Another important aspect in time series is frequency of data. The stock market data can be obtained at a yearly, monthly, weekly, hourly, by every minute, or perhaps even every second. For our analysis, we will be looking at the closing stock price at a daily level since Jan-2007.

Although Yahoo Finance directly sources its data from exchanges, understanding the data generating process for the stock prices is not simple. In simple words, based on number of people willing to buy the stock in both the deliveries and options market, the stock price is computed by the exchange.

Exploratory Data Analysis

In this section, we shall explore the different elements of the time series. We shall check for the completeness of data. And then, we also check for any potential data quality issues such as missing data, erroneous data, etc. We end this section by visualizing the data as a time series and making some notable observations.

Library requirements

Throughout the analysis, we shall be using the following libraries -

library(quantmod)
library(dplyr)
library(lubridate)
library(tidyverse)
library(vtable)
library(sjPlot)
library(MASS)
library(tseries)
library(forecast)
library(prophet)

Loading the dataset

The dataset is obtained by the publicly available data from Yahoo finance using the R library ‘Quantmod’. The getSymbols() function from the library is used to input the data.

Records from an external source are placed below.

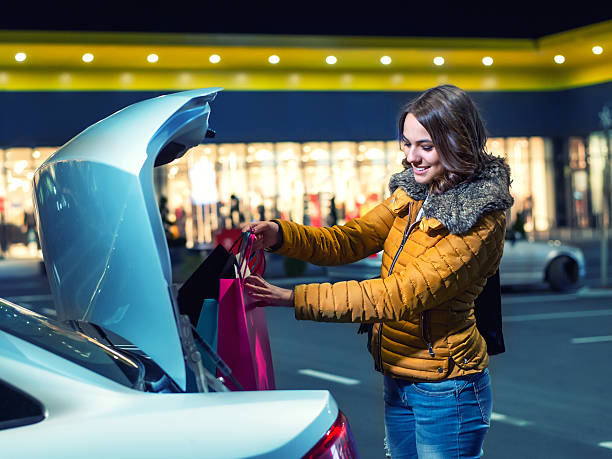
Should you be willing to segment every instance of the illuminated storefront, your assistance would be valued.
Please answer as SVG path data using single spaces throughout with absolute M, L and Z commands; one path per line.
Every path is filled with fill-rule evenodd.
M 568 226 L 599 227 L 609 141 L 603 132 L 569 138 L 568 161 L 556 171 L 566 177 L 566 187 L 557 189 L 551 139 L 490 138 L 488 150 L 505 157 L 511 168 L 510 221 L 520 215 L 528 234 L 546 235 L 558 225 L 555 209 L 562 201 L 571 217 Z M 206 247 L 219 231 L 257 219 L 345 223 L 389 195 L 389 177 L 402 169 L 398 147 L 395 140 L 199 145 L 156 171 L 168 237 Z M 31 230 L 28 239 L 32 176 L 55 149 L 0 150 L 4 253 L 27 256 L 38 250 Z

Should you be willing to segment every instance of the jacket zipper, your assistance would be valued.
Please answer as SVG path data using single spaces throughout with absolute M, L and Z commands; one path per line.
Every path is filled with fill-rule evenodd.
M 433 346 L 431 344 L 431 336 L 429 335 L 429 327 L 427 325 L 426 319 L 429 317 L 429 314 L 426 314 L 427 311 L 423 311 L 421 313 L 421 337 L 423 341 L 427 345 L 427 349 L 429 350 L 429 355 L 434 357 Z
M 410 215 L 411 207 L 412 207 L 412 204 L 408 204 L 408 215 Z M 395 263 L 397 262 L 397 259 L 399 258 L 400 253 L 402 253 L 402 250 L 404 249 L 404 245 L 406 244 L 406 241 L 408 240 L 408 236 L 410 236 L 410 233 L 412 232 L 414 227 L 417 225 L 417 223 L 418 221 L 414 221 L 412 224 L 410 224 L 410 217 L 408 218 L 408 223 L 406 224 L 406 229 L 404 230 L 404 235 L 402 236 L 402 243 L 400 244 L 399 249 L 397 250 L 397 253 L 393 257 L 393 261 L 391 262 L 391 266 L 389 267 L 389 274 L 387 274 L 387 276 L 390 276 L 391 273 L 393 272 Z M 383 327 L 383 323 L 381 322 L 380 327 L 378 327 L 378 367 L 380 368 L 380 371 L 382 371 L 382 327 Z M 429 345 L 429 353 L 433 356 L 433 349 L 431 347 L 431 344 Z

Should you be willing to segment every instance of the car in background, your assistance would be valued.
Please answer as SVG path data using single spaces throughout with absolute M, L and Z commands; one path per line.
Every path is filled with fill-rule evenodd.
M 330 266 L 333 280 L 364 280 L 380 277 L 382 252 L 355 263 Z M 518 232 L 507 231 L 499 267 L 502 287 L 546 283 L 555 291 L 578 288 L 586 275 L 582 250 L 559 241 L 529 241 Z
M 229 391 L 177 308 L 153 168 L 211 135 L 219 90 L 131 105 L 36 171 L 57 318 L 0 300 L 0 456 L 357 457 L 328 391 Z

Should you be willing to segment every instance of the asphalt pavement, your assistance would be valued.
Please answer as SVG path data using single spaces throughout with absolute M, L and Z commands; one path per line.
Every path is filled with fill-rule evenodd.
M 46 278 L 17 265 L 7 275 L 2 263 L 0 296 L 53 315 Z M 326 280 L 308 274 L 277 283 Z M 612 290 L 505 289 L 502 299 L 507 352 L 491 358 L 494 415 L 484 457 L 612 457 Z M 278 388 L 329 390 L 361 457 L 383 458 L 382 376 L 357 325 L 298 322 L 286 308 L 266 314 Z

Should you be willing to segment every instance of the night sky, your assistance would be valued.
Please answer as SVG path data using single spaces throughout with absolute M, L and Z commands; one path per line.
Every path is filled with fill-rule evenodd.
M 609 0 L 12 0 L 1 7 L 0 29 L 537 38 L 609 19 Z

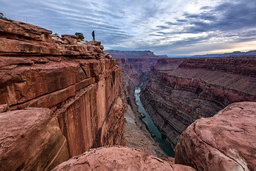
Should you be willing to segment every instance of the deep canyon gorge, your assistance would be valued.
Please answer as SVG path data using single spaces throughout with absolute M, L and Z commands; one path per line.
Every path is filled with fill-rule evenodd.
M 0 170 L 255 170 L 255 56 L 162 58 L 51 34 L 0 19 Z M 142 122 L 142 81 L 174 158 Z

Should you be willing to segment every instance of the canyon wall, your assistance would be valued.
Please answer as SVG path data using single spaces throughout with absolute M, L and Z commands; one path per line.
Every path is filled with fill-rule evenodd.
M 256 103 L 239 102 L 191 124 L 180 136 L 175 163 L 196 170 L 255 170 Z
M 196 119 L 213 116 L 233 102 L 256 101 L 255 58 L 175 63 L 159 60 L 141 93 L 147 112 L 173 146 Z
M 118 50 L 105 50 L 113 58 L 157 58 L 153 52 L 147 51 L 118 51 Z
M 51 33 L 0 19 L 0 170 L 50 169 L 125 143 L 115 60 L 100 42 Z
M 125 106 L 125 143 L 127 147 L 141 149 L 147 154 L 166 157 L 159 144 L 154 141 L 145 125 L 141 122 L 134 90 L 159 58 L 116 58 L 122 70 L 121 98 Z

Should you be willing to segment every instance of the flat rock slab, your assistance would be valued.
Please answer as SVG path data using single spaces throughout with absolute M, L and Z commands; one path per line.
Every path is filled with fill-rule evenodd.
M 0 113 L 0 170 L 49 170 L 68 158 L 66 139 L 50 109 Z
M 58 170 L 192 171 L 194 169 L 189 166 L 172 165 L 171 162 L 148 155 L 141 150 L 116 146 L 91 149 L 80 156 L 69 159 L 53 169 L 53 171 Z
M 256 168 L 256 103 L 233 103 L 182 133 L 175 162 L 197 170 Z

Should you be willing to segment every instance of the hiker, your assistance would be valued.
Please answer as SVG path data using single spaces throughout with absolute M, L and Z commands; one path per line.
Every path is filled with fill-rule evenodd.
M 93 41 L 95 41 L 95 32 L 94 32 L 94 30 L 92 31 L 92 38 L 93 38 Z

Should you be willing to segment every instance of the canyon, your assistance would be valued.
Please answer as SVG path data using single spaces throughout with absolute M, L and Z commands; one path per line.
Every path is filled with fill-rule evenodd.
M 0 19 L 0 170 L 256 168 L 254 57 L 103 49 Z M 141 121 L 141 82 L 137 95 L 175 158 Z
M 255 58 L 161 59 L 141 100 L 173 147 L 196 119 L 233 102 L 256 101 Z
M 0 20 L 0 170 L 50 170 L 124 145 L 120 68 L 100 42 Z

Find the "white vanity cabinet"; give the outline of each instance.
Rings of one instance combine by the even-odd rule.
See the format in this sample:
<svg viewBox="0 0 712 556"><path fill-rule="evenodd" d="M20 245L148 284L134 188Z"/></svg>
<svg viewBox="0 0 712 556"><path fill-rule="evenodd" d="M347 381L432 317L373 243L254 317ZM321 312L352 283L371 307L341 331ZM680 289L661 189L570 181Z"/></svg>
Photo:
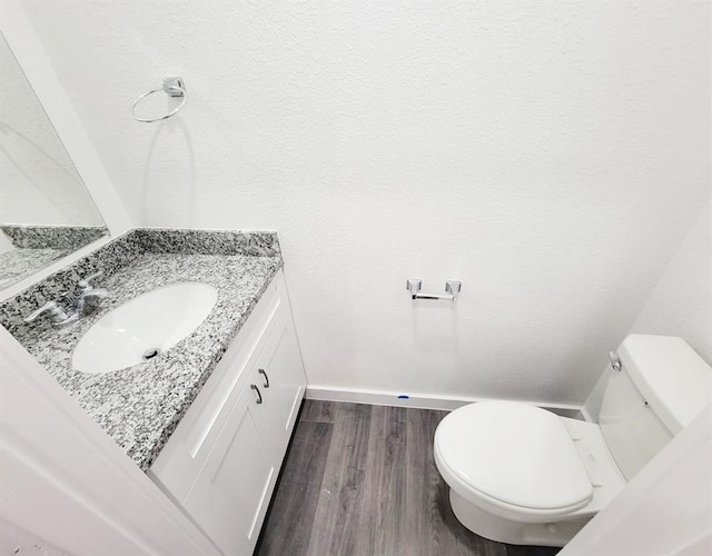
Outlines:
<svg viewBox="0 0 712 556"><path fill-rule="evenodd" d="M255 548L305 385L279 271L148 471L224 554Z"/></svg>

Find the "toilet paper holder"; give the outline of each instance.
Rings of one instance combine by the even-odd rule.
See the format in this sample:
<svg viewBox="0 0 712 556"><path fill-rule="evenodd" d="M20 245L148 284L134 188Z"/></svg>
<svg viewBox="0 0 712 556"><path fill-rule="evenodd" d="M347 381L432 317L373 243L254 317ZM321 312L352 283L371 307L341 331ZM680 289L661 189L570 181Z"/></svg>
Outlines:
<svg viewBox="0 0 712 556"><path fill-rule="evenodd" d="M445 282L445 294L421 294L423 280L418 278L408 278L405 282L406 289L411 292L411 299L436 299L439 301L457 301L462 282L447 280Z"/></svg>

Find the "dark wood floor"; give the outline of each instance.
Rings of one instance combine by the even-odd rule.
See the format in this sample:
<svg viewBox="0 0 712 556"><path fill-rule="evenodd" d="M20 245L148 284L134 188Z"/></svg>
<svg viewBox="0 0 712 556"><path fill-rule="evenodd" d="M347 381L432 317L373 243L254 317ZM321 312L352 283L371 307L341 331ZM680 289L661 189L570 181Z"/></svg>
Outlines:
<svg viewBox="0 0 712 556"><path fill-rule="evenodd" d="M550 556L465 529L433 460L445 411L306 400L260 556Z"/></svg>

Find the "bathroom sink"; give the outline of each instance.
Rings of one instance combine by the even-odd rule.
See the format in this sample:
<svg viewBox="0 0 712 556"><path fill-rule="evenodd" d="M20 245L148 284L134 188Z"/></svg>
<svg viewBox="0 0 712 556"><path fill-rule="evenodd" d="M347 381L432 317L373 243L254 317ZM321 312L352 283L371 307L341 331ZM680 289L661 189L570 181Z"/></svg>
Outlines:
<svg viewBox="0 0 712 556"><path fill-rule="evenodd" d="M101 374L150 360L198 328L217 300L217 290L200 282L171 284L138 296L87 330L73 350L72 367Z"/></svg>

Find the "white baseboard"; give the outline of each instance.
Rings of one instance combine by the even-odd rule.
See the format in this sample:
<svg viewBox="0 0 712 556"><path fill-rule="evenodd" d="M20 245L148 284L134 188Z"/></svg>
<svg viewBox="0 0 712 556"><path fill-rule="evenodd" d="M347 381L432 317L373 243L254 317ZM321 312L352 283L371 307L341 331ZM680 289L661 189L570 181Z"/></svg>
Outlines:
<svg viewBox="0 0 712 556"><path fill-rule="evenodd" d="M487 398L456 397L442 394L412 394L407 398L400 393L386 390L368 390L359 388L343 388L338 386L307 385L306 398L325 401L349 401L353 404L368 404L373 406L413 407L416 409L442 409L451 411L467 404L484 401ZM488 398L491 399L491 398ZM560 410L562 413L581 413L587 420L582 407L572 404L548 404L541 401L516 400L523 404Z"/></svg>

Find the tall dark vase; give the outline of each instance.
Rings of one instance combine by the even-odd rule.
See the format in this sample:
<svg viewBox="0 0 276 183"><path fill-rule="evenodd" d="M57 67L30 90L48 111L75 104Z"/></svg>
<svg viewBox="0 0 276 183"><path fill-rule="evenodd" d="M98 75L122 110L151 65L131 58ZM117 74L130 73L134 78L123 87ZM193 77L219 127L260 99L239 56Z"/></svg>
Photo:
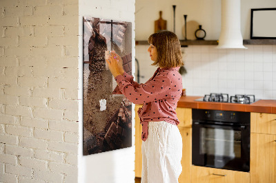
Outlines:
<svg viewBox="0 0 276 183"><path fill-rule="evenodd" d="M185 21L185 40L188 40L187 39L187 22L186 22L186 19L187 19L187 14L184 14L184 21Z"/></svg>
<svg viewBox="0 0 276 183"><path fill-rule="evenodd" d="M175 34L175 8L176 5L172 5L173 8L173 32Z"/></svg>

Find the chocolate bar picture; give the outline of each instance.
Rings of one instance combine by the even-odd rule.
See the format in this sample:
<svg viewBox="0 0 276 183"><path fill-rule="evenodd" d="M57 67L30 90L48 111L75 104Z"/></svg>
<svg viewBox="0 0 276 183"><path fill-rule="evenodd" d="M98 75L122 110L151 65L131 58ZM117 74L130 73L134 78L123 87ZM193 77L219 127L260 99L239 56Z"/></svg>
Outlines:
<svg viewBox="0 0 276 183"><path fill-rule="evenodd" d="M122 94L112 94L117 84L106 53L116 52L132 74L131 23L91 17L83 21L83 155L130 147L131 103Z"/></svg>

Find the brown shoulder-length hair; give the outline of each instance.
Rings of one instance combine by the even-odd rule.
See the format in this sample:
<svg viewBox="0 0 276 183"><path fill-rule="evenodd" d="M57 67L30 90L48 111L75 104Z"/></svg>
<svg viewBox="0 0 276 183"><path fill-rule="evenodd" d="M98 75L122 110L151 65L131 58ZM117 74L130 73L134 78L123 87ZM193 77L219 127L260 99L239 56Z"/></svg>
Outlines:
<svg viewBox="0 0 276 183"><path fill-rule="evenodd" d="M161 31L151 34L148 39L157 49L157 59L151 65L174 67L184 65L179 40L170 31Z"/></svg>

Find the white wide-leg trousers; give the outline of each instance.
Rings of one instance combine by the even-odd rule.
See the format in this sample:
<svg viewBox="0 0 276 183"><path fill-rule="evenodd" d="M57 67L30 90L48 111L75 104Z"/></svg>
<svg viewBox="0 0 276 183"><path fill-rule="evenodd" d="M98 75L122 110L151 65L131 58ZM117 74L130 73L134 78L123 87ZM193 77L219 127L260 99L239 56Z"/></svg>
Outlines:
<svg viewBox="0 0 276 183"><path fill-rule="evenodd" d="M149 122L142 142L141 183L178 183L182 171L182 137L176 125Z"/></svg>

getSymbols("GOOGL", src = "yahoo")

## [1] "GOOGL"

GOOGL <- dplyr::select(data.frame(date = index(GOOGL), coredata(GOOGL)), c('date','GOOGL.Close'))
head(GOOGL)

##         date GOOGL.Close
## 1 2007-01-03    234.0290
## 2 2007-01-04    241.8719
## 3 2007-01-05    243.8388
## 4 2007-01-08    242.0320
## 5 2007-01-09    242.9930
## 6 2007-01-10    244.9750

Exploration

We start with an introductory exploration looking at the length and breadth of our data. Then, we look for any missing values and inconsistencies. We then look at the summary of the dataset to get an overall picture of the spread of data.

#No. of observations
nrow(GOOGL)

## [1] 3815

There are in total 3789 dates for which we have stock closing price.

#Check for missing dates and Nulls
nrow(GOOGL) == length(unique(GOOGL$date))

## [1] TRUE

sum(is.null(GOOGL$GOOGL.Close))

## [1] 0

We do not have any dates missing. Further, we do not have any Nulls in the stock price. As told earlier, stock market data is usually complete and accurate if it is from the right source :)

#Range of data
range(GOOGL$date, na.rm = TRUE)

## [1] "2007-01-03" "2022-02-25"

The dataset we have is from Jan 3rd, 2007, until yesterday. It is up-to-date. However, if we notice the data carefully, we shall see consistent missing data for each Saturday and Sunday in the week. This is expected in stock market data since the markets are closed these days. It is safe for us to neglect the missing data because of the nature of this missing data.

#Data Summary
sumtable(GOOGL, add.median=TRUE)

Summary Statistics
Variable	N	Mean	Std. Dev.	Min	Pctl. 25	Pctl. 50	Pctl. 75	Max
GOOGL.Close	3815	767.137	642.772	128.849	287.878	550.04	1077.77	2996.77

Looking at the summary of the stock price, we see that during this period,

The stock has hit a low of $128 and a high of $2997. Incredible. It is ~22 times returns.
The mean is much higher than the median, indicating a right-skewed distribution. It makes sense because we know that the GOOGL stock has outperformed itself in the last 5-10 years.

Visualization

#line chart
ggplot(data = GOOGL, aes(x = date, y = GOOGL.Close )) +
  geom_line() +
  xlab("Date") + ylab("Closing Price of Google stock") +
  ggtitle("Google stock price trend over time")+
  theme(plot.title = element_text(face = "bold")) +
  theme(plot.title = element_text(hjust = 0.5))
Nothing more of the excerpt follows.